Today’s question: If the government collects information about you, and makes it public to some people, does that mean it has to make the same data available to everyone?
If the question looks familiar it’s because it was the subject of a post I made last week about mugshots and arrest data that a mugshot website wanted to place on the web (so it could then charge people to take the information down). That answer, according to New York trial judge interpreting a local statute, was no due to the privacy interests of the arrestees.
The post gave rise to a spirited debate in the comments on the issue of whether a government could selectively decide who to disclose this semi-pubic data to. In other words, is there such a thing as semi-public data?
And now, just days later, the United States Supreme Court has weighed in with a similar issue. This time it deals with data about the citizenry from departments of motor vehicles.

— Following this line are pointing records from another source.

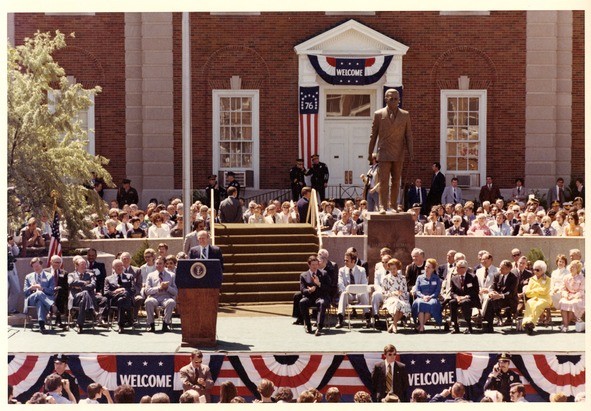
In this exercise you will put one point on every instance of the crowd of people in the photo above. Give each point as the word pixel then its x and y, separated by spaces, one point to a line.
pixel 513 292
pixel 389 383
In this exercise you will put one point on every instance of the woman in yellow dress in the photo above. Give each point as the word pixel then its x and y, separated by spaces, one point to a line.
pixel 537 292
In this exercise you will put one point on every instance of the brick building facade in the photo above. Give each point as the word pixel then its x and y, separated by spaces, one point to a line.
pixel 524 91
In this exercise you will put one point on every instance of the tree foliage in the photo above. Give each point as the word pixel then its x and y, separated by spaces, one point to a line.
pixel 46 142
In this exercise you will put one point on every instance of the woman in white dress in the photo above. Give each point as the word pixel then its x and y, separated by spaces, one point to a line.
pixel 572 303
pixel 395 292
pixel 557 279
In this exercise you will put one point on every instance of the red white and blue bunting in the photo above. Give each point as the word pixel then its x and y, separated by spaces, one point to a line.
pixel 351 71
pixel 151 373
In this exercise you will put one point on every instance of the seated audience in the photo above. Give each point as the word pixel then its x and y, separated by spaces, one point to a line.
pixel 572 303
pixel 426 303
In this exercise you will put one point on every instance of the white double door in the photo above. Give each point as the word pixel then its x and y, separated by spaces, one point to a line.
pixel 345 150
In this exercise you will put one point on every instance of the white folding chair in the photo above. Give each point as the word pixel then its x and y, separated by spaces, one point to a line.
pixel 355 289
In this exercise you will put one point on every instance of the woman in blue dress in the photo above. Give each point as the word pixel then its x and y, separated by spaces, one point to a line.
pixel 426 303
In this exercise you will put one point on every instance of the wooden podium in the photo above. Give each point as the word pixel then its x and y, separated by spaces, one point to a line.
pixel 199 283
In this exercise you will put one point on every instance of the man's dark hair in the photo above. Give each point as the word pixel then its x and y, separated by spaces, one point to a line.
pixel 124 394
pixel 52 382
pixel 418 395
pixel 94 389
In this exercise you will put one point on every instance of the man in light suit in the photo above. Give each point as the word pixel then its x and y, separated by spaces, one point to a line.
pixel 351 273
pixel 160 290
pixel 398 385
pixel 39 289
pixel 392 126
pixel 197 376
pixel 205 251
pixel 230 209
pixel 558 192
pixel 464 294
pixel 452 194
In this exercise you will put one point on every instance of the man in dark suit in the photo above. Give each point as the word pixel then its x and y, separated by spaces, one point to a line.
pixel 503 294
pixel 392 126
pixel 523 277
pixel 464 293
pixel 99 269
pixel 230 209
pixel 297 179
pixel 489 192
pixel 315 287
pixel 120 290
pixel 437 187
pixel 558 192
pixel 319 173
pixel 205 251
pixel 417 194
pixel 389 376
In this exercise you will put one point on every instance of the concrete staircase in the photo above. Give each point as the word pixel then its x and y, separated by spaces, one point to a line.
pixel 262 262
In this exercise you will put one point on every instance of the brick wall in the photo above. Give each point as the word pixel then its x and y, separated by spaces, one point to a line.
pixel 96 56
pixel 489 49
pixel 578 102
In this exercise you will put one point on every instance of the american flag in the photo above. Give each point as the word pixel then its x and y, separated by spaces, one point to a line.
pixel 55 246
pixel 309 102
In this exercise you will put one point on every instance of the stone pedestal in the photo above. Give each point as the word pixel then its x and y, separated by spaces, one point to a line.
pixel 395 231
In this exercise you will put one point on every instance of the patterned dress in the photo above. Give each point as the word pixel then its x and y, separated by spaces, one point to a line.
pixel 392 301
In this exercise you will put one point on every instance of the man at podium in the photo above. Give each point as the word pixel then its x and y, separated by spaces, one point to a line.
pixel 206 251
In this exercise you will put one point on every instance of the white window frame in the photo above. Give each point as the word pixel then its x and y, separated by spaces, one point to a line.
pixel 254 95
pixel 482 122
pixel 52 95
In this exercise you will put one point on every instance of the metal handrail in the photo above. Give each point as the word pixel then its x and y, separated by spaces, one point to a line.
pixel 315 217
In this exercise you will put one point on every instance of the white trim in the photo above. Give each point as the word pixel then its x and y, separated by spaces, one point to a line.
pixel 215 140
pixel 388 45
pixel 482 137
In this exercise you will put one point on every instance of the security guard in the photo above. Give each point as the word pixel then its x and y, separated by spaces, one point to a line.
pixel 502 377
pixel 297 179
pixel 319 173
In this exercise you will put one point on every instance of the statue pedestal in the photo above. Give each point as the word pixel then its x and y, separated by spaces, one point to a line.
pixel 395 231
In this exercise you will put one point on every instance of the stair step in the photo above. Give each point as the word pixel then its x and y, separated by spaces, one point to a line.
pixel 254 287
pixel 265 257
pixel 311 248
pixel 256 239
pixel 257 297
pixel 233 229
pixel 293 276
pixel 265 267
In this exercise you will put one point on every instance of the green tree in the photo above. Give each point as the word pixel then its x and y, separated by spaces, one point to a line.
pixel 46 143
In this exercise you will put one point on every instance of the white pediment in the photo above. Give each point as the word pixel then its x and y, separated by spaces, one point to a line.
pixel 351 38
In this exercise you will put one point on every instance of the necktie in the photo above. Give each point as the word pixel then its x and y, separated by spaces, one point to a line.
pixel 389 378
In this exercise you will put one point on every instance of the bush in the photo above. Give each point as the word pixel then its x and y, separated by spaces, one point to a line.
pixel 138 258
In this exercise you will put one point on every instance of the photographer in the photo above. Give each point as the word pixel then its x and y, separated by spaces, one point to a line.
pixel 502 377
pixel 55 386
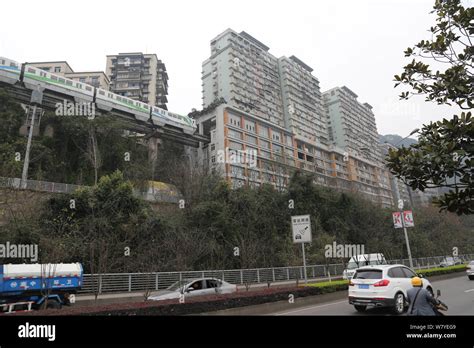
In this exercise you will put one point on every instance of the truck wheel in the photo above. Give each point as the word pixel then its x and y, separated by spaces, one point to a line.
pixel 52 304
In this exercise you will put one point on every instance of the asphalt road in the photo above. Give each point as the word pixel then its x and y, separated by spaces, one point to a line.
pixel 457 293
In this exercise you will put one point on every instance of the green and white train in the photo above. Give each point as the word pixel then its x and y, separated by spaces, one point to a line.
pixel 12 72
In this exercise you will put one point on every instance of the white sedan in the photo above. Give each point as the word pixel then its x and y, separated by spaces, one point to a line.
pixel 194 287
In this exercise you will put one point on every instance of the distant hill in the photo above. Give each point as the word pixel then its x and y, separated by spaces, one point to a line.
pixel 396 140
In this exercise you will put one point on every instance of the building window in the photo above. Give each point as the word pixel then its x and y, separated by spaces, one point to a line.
pixel 234 134
pixel 251 139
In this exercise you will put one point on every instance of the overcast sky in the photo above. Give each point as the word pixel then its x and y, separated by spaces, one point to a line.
pixel 357 43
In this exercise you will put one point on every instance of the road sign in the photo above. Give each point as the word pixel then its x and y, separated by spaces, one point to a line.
pixel 408 218
pixel 301 227
pixel 397 219
pixel 400 204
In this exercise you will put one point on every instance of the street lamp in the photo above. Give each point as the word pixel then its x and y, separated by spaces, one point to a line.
pixel 400 204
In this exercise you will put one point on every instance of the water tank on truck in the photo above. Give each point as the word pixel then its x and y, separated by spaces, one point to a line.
pixel 35 286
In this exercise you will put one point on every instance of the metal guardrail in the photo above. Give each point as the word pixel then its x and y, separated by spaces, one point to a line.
pixel 129 282
pixel 54 187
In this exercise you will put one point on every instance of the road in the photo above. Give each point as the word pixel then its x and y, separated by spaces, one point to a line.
pixel 457 293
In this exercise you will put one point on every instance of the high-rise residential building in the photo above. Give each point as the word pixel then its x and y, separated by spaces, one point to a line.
pixel 273 121
pixel 62 68
pixel 302 103
pixel 139 76
pixel 351 123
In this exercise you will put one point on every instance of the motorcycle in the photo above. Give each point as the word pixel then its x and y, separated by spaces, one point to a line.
pixel 440 306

That data is available to attorneys, but not the general public, under a litigation exception in the law..
In Maracich v. Spears, enterprising lawyers figured they could mine the DMV data of South Carolina to find potential clients for a class action against certain car dealers claiming the dealers violated state consumer potection laws.
But not so fast, sayeth our highest court. Just because some people can get the data (lawyers involved in litigation) doesn’t mean anyone can get it simply because they want to solicit others for a lawsuit. Those folks were not involved in litigation, they were trying instead to drum up business to start litigation. In other words, the Supreme Court says that the idea of semi-public information is not a problem.

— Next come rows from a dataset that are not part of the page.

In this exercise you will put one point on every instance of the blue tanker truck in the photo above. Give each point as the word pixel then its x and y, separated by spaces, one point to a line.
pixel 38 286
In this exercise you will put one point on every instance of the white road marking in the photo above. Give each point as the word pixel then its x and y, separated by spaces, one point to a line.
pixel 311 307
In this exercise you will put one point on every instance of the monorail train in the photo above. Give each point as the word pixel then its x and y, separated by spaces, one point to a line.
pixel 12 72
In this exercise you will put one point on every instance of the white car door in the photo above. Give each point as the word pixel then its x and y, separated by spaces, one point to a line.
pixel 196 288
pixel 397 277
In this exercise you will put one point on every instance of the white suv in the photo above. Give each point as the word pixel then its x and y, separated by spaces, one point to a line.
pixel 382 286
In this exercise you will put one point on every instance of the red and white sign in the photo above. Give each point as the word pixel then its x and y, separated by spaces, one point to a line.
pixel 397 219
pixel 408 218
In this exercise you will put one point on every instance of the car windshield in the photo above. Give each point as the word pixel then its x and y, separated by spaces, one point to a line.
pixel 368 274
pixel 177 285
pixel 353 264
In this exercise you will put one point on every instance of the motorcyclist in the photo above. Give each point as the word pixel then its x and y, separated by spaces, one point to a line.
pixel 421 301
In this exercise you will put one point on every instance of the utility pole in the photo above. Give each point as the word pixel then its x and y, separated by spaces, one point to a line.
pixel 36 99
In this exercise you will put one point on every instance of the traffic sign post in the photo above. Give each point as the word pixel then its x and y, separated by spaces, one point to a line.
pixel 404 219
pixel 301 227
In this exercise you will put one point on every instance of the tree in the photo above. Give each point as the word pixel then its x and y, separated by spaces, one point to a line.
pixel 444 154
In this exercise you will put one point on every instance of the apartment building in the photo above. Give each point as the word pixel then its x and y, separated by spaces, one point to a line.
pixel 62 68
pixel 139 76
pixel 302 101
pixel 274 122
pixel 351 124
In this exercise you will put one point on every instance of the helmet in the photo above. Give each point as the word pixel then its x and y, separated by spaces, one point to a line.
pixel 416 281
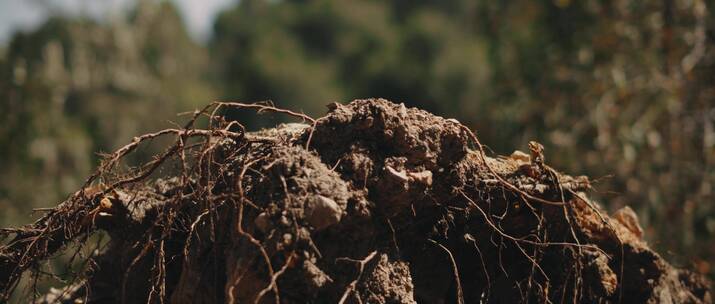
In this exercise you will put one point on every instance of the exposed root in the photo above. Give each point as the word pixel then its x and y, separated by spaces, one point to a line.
pixel 226 215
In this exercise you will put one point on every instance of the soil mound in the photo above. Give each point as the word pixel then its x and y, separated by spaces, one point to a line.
pixel 372 203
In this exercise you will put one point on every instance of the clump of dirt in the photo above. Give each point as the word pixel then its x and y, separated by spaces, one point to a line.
pixel 372 203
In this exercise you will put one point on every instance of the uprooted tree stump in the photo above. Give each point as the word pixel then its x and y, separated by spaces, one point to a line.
pixel 373 203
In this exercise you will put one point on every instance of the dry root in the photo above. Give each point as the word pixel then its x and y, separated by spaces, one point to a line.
pixel 373 203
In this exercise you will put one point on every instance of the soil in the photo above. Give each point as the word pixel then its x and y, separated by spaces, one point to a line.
pixel 372 203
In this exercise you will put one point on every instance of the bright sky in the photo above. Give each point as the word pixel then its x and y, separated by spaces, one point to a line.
pixel 28 14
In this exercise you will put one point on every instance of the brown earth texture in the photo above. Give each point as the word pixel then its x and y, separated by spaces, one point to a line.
pixel 372 203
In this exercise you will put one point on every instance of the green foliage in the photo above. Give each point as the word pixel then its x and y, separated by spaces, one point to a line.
pixel 74 88
pixel 618 90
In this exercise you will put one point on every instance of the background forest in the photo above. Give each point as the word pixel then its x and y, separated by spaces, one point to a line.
pixel 621 90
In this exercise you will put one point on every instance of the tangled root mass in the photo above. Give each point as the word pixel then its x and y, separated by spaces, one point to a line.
pixel 372 203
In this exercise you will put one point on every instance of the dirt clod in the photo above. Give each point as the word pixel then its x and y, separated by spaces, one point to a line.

These were, of course, different statutes being interpreted; the first being New York’s Freedom of Information Law and the second a federal motor vehicle law designed to protect drivers from exposure of private information. But both dealt with issues of privacy for individuals regarding data that the government had, and in both cases that data was being protected from public dissemination the statutes that the courts enforced.
The various governments we elect and live under have tons of data on us, of course, and the issue of what to disclose and who can access it is an ongoing issue. Who really wants to government, after all, to release all of our social security numbers, tax returns and Medicare records? And yet, sometimes that data can come out, either in individual or aggregated forms to those doing studies.
But just because the government has data that might be public doesn’t mean the public gets it. The privacy rights of the public sit there on the other side of the scale.